One easy way to do this is to think about the dimensions of your current data (tibble, dataframe, or matrix), and then calculate what the dimensions of the pivoted data should be.
Suppose you have a dataset with $n$ rows and $k$ variables. In our example, 3 of the variables are used to identify a case, so you will be pivoting $k-3$ variables into a longer format where the $k-3$ variable names will move into the `names_to` variable and the current values in each of those columns will move into the `values_to` variable. Therefore, we would expect $n * (k-3)$ rows in the pivoted dataframe!
### Example: find current and future data dimensions
Lets see if this works with a simple example.
```{r}
#| tbl-cap: Example
df<-tibble(country = rep(c("Mexico", "USA", "France"),2),
year = rep(c(1980,1990), 3),
trade = rep(c("NAFTA", "NAFTA", "EU"),2),
outgoing = rnorm(6, mean=1000, sd=500),
incoming = rlogis(6, location=1000,
scale = 400))
df
#existing rows/cases
nrow(df)
#existing columns/cases
ncol(df)
#expected rows/cases
nrow(df) * (ncol(df)-3)
# expected columns
3 + 2
```
Or simple example has $n = 6$ rows and $k - 3 = 2$ variables being pivoted, so we expect a new dataframe to have $n * 2 = 12$ rows x $3 + 2 = 5$ columns.

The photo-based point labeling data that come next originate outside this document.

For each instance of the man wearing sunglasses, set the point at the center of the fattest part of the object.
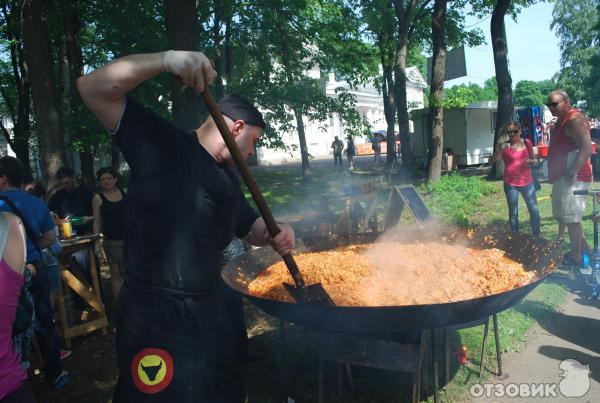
(569, 169)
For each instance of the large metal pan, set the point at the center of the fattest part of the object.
(534, 254)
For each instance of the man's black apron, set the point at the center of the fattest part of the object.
(175, 347)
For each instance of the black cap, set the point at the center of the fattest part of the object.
(239, 108)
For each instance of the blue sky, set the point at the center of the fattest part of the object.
(533, 50)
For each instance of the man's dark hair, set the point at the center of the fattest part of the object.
(64, 172)
(36, 188)
(13, 169)
(106, 170)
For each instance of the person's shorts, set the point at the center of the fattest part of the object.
(565, 205)
(113, 251)
(53, 277)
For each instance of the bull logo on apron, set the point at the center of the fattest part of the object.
(152, 370)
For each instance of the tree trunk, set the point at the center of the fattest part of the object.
(181, 21)
(285, 56)
(302, 140)
(500, 48)
(115, 153)
(218, 61)
(38, 57)
(386, 56)
(403, 15)
(228, 62)
(20, 113)
(436, 94)
(74, 64)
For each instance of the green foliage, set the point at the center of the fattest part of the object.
(528, 93)
(574, 21)
(460, 96)
(456, 199)
(593, 81)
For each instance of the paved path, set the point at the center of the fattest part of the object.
(573, 333)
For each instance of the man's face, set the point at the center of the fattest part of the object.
(558, 105)
(107, 181)
(246, 136)
(68, 183)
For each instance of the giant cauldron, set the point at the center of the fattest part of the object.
(535, 254)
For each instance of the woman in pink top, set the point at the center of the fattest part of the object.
(518, 178)
(13, 378)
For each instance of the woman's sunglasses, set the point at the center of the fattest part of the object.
(554, 104)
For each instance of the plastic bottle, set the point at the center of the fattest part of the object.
(595, 278)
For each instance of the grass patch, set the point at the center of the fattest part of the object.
(453, 200)
(513, 325)
(457, 200)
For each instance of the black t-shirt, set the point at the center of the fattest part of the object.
(112, 214)
(78, 203)
(183, 208)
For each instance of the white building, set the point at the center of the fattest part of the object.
(320, 135)
(468, 132)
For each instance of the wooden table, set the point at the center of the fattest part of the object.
(73, 280)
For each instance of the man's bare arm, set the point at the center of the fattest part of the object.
(104, 89)
(577, 129)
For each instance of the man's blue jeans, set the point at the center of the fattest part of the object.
(44, 324)
(529, 195)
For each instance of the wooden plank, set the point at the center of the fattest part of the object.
(86, 328)
(82, 291)
(414, 203)
(394, 210)
(367, 352)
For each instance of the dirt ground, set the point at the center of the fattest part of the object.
(93, 369)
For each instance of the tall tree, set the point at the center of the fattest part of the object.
(573, 21)
(409, 14)
(14, 82)
(287, 47)
(72, 66)
(528, 93)
(503, 78)
(593, 81)
(38, 56)
(181, 19)
(436, 94)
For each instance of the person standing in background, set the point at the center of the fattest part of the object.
(13, 378)
(109, 217)
(73, 200)
(518, 177)
(350, 151)
(569, 169)
(37, 217)
(337, 146)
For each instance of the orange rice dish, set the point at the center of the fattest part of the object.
(396, 274)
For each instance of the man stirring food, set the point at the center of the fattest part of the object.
(174, 339)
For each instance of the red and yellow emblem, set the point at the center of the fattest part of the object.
(152, 370)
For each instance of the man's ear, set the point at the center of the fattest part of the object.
(237, 128)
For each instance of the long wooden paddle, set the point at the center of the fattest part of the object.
(313, 293)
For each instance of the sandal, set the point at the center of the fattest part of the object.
(569, 261)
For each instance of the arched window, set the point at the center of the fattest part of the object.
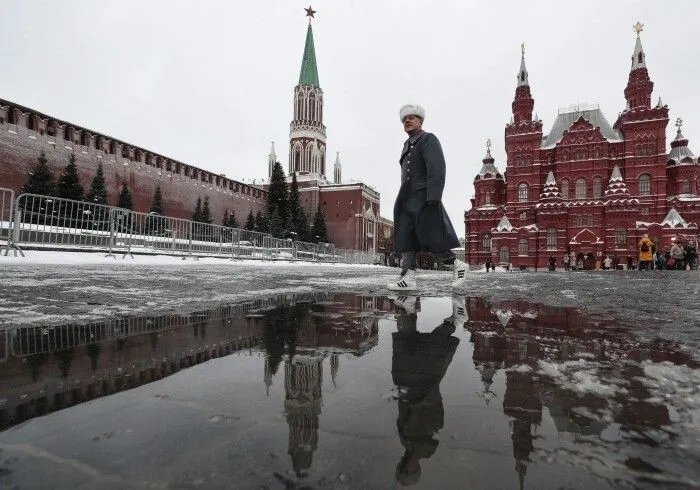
(551, 239)
(597, 187)
(504, 255)
(486, 243)
(620, 237)
(522, 192)
(644, 185)
(12, 116)
(565, 189)
(522, 246)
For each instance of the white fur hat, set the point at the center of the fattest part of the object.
(412, 110)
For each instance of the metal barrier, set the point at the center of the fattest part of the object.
(7, 206)
(38, 220)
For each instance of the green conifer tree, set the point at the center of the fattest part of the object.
(197, 215)
(319, 232)
(277, 198)
(69, 183)
(206, 212)
(250, 221)
(39, 180)
(155, 224)
(157, 203)
(98, 188)
(276, 227)
(297, 220)
(125, 199)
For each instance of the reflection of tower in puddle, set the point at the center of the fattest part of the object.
(303, 377)
(495, 349)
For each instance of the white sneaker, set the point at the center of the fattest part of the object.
(459, 311)
(406, 303)
(459, 273)
(407, 282)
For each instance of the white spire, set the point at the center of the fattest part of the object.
(638, 57)
(337, 170)
(522, 73)
(271, 160)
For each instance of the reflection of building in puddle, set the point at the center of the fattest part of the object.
(561, 359)
(310, 334)
(51, 367)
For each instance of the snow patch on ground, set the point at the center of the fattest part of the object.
(580, 376)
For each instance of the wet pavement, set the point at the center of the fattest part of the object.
(358, 390)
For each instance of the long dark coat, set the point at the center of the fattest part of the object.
(418, 227)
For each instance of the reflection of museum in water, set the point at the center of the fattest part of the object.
(522, 338)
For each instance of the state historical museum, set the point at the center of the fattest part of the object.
(585, 187)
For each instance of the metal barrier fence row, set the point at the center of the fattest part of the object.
(38, 220)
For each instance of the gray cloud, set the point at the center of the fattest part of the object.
(211, 82)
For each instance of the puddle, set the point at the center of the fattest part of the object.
(351, 391)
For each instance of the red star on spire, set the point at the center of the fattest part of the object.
(310, 12)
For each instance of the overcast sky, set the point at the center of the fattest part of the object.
(210, 83)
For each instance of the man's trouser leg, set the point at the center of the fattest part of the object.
(408, 261)
(445, 258)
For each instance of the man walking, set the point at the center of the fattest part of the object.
(420, 220)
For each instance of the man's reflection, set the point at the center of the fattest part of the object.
(419, 362)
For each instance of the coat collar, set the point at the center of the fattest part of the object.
(410, 142)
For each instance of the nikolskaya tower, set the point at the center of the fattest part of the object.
(307, 134)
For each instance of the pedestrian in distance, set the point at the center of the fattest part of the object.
(645, 252)
(420, 220)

### Challenge: Describe the final dimensions
After pivoting the table, I expect the dataset the dataset to have the month, year, size of the egg and the quantity of the eggs as columns. The resulting dataset will have data 4 times longer. The columns will change from 6 to 5.
```{r}
#existing rows/cases
nrow(eggs_tidy)
#existing columns/cases
ncol(eggs_tidy)
#expected rows/cases
nrow(eggs_tidy) * (ncol(eggs_tidy)-2)
```
Any additional comments?
## Pivot the Data
Now we will pivot the data, and compare our pivoted data dimensions to the dimensions calculated above as a "sanity" check.
### Example
```{r}
#| tbl-cap: Pivoted Example
df<-pivot_longer(df, col = c(outgoing, incoming),
names_to="trade_direction",
values_to = "trade_value")
df
```
Yes, once it is pivoted long, our resulting data are $12x5$ - exactly what we expected!
### Challenge: Pivot the Chosen Data
As expected, the resulting data is 4 times longer (from 120 -> 480). The number of columns has been reduced by 1 from 6 -> 5. Now, we have a single record of one egg size and quantity per row and helps in easy understanding of data for future analysis.
```{r}
eggs_longer <- eggs_tidy%>%
pivot_longer(cols=contains("large"),
names_to = c("Size", "Quantity"),
names_sep="_",
values_to = "Cost"
)
eggs_longer
```
Any additional comments?
Yes, another optimization could be to take an average of the cost of a size and quantity combination for each month for better trend analysis.